自分そもそもこの企画に吸い寄せられてしまったのは第三集の「76本のトロンボーン」が原因で、これを買うまではその妙に薄っぺらい感じのタイトル、無駄に多いトラックリストに、「うわあ、ダルそう」と偏見を抱いておりました。で買ったら今度ははまるはまる、一日「セレナード」をかけてた日もあったりなかったりでとうとう第一集にも第四集にも手を出しちまいましたちくしょうこのやろ。
第四集ではアンダーソンの編曲者としての顔にスポットライトを当てるということで、作品はすべて編曲もの、原曲が存在するものとなっています。ところがこれがほぼすべて外れ無し。メロディメーカーでは必殺仕事人も真っ青のアンダーソン、オーケストレーションの見通しがさらに明瞭になってしまってはそりゃ文句の付けようがありません。
まず三つの歌曲編曲集の泣かせること泣かせること。「忘れられし夢」「舞踏会の美女」「ブルー・タンゴ」……古き良きアメリカのノスタルジックな情感といえば、やはりコープランドの音楽でしょうが、初期にはトゲトゲした作品の多かったコープランドと違って、初めから素直なベクトルのアンダーソンの音楽はやはりイージー・リスニング。特に「忘れられし夢」の泣かせること泣かせること……久々に歌曲で良いなあと思えた曲です。「ブルー・タンゴ」は同一主題を幾度となく反復するあたりの退屈さはあるものの、「舞踏会の美女」がこれまた楽しいことこの上ない一曲。まさかオマケ程度に思っていた歌曲にはまるとは。

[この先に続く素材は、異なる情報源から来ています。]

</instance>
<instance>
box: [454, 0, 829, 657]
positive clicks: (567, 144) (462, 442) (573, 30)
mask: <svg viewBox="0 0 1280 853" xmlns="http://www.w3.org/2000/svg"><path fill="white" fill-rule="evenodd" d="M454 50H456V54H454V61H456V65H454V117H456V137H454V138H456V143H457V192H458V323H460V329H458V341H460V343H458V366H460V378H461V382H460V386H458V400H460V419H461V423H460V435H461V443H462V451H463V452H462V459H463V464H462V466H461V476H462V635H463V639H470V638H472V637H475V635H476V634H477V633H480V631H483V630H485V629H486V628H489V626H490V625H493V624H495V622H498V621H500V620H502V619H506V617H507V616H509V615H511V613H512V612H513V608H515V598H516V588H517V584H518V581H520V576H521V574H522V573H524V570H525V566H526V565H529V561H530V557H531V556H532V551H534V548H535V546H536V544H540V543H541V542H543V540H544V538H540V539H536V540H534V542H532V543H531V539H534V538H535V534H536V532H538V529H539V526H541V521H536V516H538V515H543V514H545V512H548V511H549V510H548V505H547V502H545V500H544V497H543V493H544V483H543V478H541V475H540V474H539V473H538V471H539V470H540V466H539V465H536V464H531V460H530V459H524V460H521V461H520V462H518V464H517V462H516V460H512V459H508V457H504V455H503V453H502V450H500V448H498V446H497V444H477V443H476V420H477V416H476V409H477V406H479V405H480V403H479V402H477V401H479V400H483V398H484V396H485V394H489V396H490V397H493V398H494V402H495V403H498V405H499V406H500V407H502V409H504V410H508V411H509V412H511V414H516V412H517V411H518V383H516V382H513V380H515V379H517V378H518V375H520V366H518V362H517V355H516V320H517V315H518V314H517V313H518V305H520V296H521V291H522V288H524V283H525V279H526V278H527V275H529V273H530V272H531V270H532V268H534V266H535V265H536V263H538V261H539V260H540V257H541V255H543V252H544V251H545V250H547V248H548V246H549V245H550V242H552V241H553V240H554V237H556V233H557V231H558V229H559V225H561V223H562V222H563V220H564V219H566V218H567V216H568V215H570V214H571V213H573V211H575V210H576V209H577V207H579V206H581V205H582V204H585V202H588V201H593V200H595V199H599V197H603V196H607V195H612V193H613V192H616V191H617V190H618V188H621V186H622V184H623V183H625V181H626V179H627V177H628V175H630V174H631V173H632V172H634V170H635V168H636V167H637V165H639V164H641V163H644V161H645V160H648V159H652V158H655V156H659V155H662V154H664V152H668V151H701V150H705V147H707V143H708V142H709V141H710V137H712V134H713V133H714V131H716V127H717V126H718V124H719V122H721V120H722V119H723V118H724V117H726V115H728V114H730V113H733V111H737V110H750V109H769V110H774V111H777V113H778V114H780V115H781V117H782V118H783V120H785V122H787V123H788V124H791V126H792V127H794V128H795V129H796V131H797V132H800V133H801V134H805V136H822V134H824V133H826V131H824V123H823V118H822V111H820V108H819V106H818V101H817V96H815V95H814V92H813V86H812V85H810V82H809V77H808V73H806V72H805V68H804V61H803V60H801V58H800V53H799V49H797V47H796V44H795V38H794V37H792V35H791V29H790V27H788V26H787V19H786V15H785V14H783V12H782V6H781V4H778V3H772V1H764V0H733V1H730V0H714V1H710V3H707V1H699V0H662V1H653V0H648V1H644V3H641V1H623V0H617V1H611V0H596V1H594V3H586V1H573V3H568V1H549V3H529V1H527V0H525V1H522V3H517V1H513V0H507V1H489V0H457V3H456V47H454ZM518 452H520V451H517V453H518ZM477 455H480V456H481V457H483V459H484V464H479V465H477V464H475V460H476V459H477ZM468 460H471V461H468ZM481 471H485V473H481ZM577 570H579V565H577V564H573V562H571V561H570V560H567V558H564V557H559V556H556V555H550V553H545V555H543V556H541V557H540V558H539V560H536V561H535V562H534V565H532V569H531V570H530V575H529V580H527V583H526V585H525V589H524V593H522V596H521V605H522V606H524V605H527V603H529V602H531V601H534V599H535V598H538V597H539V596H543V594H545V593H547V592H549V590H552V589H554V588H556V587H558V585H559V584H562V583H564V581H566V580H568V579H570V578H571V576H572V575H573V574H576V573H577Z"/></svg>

「我が母校」は第三集で最も理解しがたかった「ハーバード・スケッチ」の編曲。原曲は見通しが付かず頭の痛い曲だったのですが、明快に整理されて非常にわかりやすい曲に。ただし冗談音楽風のエッセンスもそのまま残して、アンダーソン固有のユーモアは保たれています。終曲の「同窓会」が非常に楽しい。
「荒れ野のバラ」はマグダウェルの同名の楽曲の編曲ですが、これがまた恐ろしく泣かせる曲です。抒情に入りはするけれども、オーケストレーション自体はシンプルでやはり聞きやすい。アンダーソンはオーケストレーションの明快さが他の作曲家に比べて際立っているなあ……とあらためて感じました。それでいて空疎にならないのは、作曲者のメロディストとしての能力故かなあ、とか。やや手数の乏しく、オーケストレーションの色彩感を薄めて通俗的にしたディーリアス……に近いのかなあ。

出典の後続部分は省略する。